Literary
from Chapter Two
Three days later, David and his mother Clarissa land at Fiumicino Airport just before noon, exhausted by the nine-hour flight from Vancouver to Heathrow, the three-hour wait, and the two-hour flight to Rome. They stand by the luggage carousel, dully watching bags slide down the ramp, bags that appear uniformly black, bags that belong to everyone but them. Soon, Clarissa gathers a crowd of admirers, begging for autographs. She is a diva, a soprano who has sung in every opera house in the world, with every tenor of renown.
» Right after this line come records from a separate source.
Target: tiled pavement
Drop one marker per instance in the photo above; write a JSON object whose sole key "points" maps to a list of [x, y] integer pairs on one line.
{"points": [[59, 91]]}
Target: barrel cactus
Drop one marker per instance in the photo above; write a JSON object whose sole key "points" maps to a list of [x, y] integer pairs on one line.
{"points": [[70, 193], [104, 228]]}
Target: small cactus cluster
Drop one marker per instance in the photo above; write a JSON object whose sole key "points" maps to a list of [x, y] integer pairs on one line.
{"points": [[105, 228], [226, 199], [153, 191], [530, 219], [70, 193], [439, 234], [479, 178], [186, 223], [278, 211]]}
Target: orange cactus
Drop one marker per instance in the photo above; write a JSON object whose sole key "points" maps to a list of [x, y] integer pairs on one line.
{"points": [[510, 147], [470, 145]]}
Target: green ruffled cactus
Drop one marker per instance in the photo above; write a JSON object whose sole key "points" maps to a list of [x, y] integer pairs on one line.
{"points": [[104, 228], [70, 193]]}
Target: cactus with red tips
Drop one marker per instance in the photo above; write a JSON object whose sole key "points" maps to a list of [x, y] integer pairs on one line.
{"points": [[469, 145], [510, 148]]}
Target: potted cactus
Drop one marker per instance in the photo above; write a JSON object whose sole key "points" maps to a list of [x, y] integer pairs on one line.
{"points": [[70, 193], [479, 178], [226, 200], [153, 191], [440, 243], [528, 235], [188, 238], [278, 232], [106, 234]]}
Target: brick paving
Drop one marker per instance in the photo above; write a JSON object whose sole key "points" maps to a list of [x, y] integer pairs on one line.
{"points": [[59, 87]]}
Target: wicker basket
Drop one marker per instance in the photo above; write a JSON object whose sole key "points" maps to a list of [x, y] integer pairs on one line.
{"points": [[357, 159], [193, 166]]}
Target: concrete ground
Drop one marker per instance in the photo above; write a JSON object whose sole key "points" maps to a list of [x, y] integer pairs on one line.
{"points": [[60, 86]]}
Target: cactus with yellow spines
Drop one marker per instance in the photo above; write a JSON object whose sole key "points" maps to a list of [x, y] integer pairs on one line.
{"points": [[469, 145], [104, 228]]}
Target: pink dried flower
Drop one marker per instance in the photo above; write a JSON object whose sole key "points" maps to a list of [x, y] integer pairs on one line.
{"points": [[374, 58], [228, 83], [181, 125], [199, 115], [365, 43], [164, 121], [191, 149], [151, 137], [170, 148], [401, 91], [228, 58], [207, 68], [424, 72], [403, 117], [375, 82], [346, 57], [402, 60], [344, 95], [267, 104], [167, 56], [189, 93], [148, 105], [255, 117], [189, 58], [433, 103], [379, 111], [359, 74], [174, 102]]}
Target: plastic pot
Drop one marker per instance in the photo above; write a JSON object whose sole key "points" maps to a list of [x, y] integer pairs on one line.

She is revered here in Italy. "Piacere," she says, signing tickets and itineraries, until their bags are loaded into a taxi, and soon they are on a train, heading to Belisolano, to her mother's hometown.
"Do you miss it all?" David asks her when they're settled in their seats. Clarissa retired five years ago, and now gives private voice lessons to protégés, and does the odd TV appearance and recital. "The fans, the glory?" David spent his childhood with nannies backstage, in hotel rooms, while they travelled the globe. Then came boarding school, and later university. By then, Clarissa was so well-buffered by handlers, the only fans and glory he saw were on TV. Clarissa smiles. Ageless, her beauty natural -- the smooth olive skin, the large sparkling eyes, her full lips. She has her hair streaked to hide the grey, and is not an ounce above her normal weight. Of course, she also has a personal trainer, and a room full of cosmetics. "Sometimes," she says. "Other times, I wish I could be anonymous."
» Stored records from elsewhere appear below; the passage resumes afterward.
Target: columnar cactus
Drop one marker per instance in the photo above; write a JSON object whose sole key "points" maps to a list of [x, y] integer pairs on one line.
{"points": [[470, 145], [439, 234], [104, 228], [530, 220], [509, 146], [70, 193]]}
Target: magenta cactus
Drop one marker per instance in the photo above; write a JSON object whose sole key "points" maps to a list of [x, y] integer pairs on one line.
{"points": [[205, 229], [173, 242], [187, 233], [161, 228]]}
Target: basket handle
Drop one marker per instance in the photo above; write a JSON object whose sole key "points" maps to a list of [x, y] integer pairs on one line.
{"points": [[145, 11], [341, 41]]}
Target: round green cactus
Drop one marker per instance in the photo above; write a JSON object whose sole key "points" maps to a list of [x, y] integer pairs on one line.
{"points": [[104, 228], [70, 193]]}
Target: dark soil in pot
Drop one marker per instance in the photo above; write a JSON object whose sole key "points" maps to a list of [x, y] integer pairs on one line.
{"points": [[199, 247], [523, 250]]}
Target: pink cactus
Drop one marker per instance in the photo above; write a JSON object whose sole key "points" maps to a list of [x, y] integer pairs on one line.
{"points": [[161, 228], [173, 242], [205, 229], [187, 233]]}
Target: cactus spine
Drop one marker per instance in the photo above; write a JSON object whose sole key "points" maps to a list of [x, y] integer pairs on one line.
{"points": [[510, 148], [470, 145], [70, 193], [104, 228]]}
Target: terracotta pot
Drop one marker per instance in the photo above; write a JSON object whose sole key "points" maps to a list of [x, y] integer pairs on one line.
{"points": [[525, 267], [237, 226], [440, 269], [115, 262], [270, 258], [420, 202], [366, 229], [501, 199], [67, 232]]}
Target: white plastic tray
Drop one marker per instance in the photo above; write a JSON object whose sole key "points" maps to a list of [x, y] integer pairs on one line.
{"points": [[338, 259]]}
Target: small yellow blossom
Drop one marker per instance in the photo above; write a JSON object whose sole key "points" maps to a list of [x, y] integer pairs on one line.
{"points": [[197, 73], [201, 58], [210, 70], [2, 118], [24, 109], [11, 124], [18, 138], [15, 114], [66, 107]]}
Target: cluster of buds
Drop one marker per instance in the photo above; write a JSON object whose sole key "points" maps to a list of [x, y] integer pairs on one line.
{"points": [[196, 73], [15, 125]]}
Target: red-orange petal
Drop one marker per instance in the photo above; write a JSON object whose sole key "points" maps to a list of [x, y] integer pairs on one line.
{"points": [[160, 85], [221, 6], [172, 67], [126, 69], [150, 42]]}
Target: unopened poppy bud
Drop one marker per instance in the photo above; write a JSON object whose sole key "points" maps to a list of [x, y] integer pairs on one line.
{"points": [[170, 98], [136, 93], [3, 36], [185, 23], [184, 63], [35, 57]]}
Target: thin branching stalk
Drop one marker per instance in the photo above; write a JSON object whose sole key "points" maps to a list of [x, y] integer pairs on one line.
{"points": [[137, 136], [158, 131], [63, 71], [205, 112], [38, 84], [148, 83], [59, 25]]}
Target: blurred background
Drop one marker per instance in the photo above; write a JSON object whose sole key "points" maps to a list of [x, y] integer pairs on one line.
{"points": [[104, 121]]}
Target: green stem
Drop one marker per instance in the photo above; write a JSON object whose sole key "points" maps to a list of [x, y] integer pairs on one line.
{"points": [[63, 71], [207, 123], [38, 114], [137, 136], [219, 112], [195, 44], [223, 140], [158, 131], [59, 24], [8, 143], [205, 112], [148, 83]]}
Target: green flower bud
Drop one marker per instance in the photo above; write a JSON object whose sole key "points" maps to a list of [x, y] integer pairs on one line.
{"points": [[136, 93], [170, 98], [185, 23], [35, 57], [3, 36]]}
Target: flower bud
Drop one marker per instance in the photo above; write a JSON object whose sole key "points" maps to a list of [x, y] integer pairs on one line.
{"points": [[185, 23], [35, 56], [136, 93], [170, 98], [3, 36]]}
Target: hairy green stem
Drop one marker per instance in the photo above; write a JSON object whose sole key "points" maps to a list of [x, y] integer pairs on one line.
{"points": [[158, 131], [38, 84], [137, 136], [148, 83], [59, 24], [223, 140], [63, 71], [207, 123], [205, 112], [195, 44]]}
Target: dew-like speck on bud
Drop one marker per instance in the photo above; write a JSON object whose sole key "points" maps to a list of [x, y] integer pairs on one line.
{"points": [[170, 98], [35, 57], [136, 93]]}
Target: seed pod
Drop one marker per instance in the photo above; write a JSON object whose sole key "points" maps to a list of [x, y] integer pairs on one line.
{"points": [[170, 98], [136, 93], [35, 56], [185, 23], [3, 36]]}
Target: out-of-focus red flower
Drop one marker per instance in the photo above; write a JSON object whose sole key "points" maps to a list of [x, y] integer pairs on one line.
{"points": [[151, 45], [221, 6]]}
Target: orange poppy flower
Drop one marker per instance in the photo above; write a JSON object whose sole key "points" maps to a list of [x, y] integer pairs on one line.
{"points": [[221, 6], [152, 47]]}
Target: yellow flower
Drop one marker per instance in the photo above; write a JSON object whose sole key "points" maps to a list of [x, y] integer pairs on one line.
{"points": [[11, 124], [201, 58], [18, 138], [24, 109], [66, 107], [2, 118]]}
The train pulls out of Roma Termini, crosses the city through backstreet railyards surrounded by graffitied walls and buildings: THAT'S AMORE! WELCOME TO ROMAYORK! A universal language of exaggerated puffy lettering, three-dimensional words crying out anti-everything slogans, gang signatures leaving their mark. Here and there, even advertisements are graffitied onto stone walls, an infiltration, like buying nose-rings at The Bay. "It's changed," Clarissa says, "yet still the same. I love this city. This country. Home." She sighs. "This is your motherland." David stares out at the Roman walls, the archways; ruins sweep past quicker than he can fathom. Six rows of pines, low buildings in yellows and reds, the roofs warm terracotta. Then suddenly, five minutes out of Rome, the city gives way to open fields, vineyards, olive groves, an expanse of green.
He has no sense of Italy as a motherland or fatherland, although he spent many summers here as a child. "Your motherland, you mean," he says. Clarissa waves her hand in circular motions, dismissing his statement. "Inside," she says, tapping her chest, "don't you feel the pull of your roots?" He smiles. Now that she's here, Italy is home, though she hasn't touched ground in this place herself for years. In Canada, her version of Italy is one of colours and shapes, one that lacks the stories of human interaction, the past being something she does not discuss. Clarissa lives in the present and the future. She ignores the past, not through any conscious denial, but simply through neglect. How is it possible that she had no feelings for all she left behind? How could she not speak about her own mother and father, her own brothers and sisters and friends in Italy? David used to wonder. How could she not think of his father -- of the nebulous affair that produced David, and that she has always refused to discuss?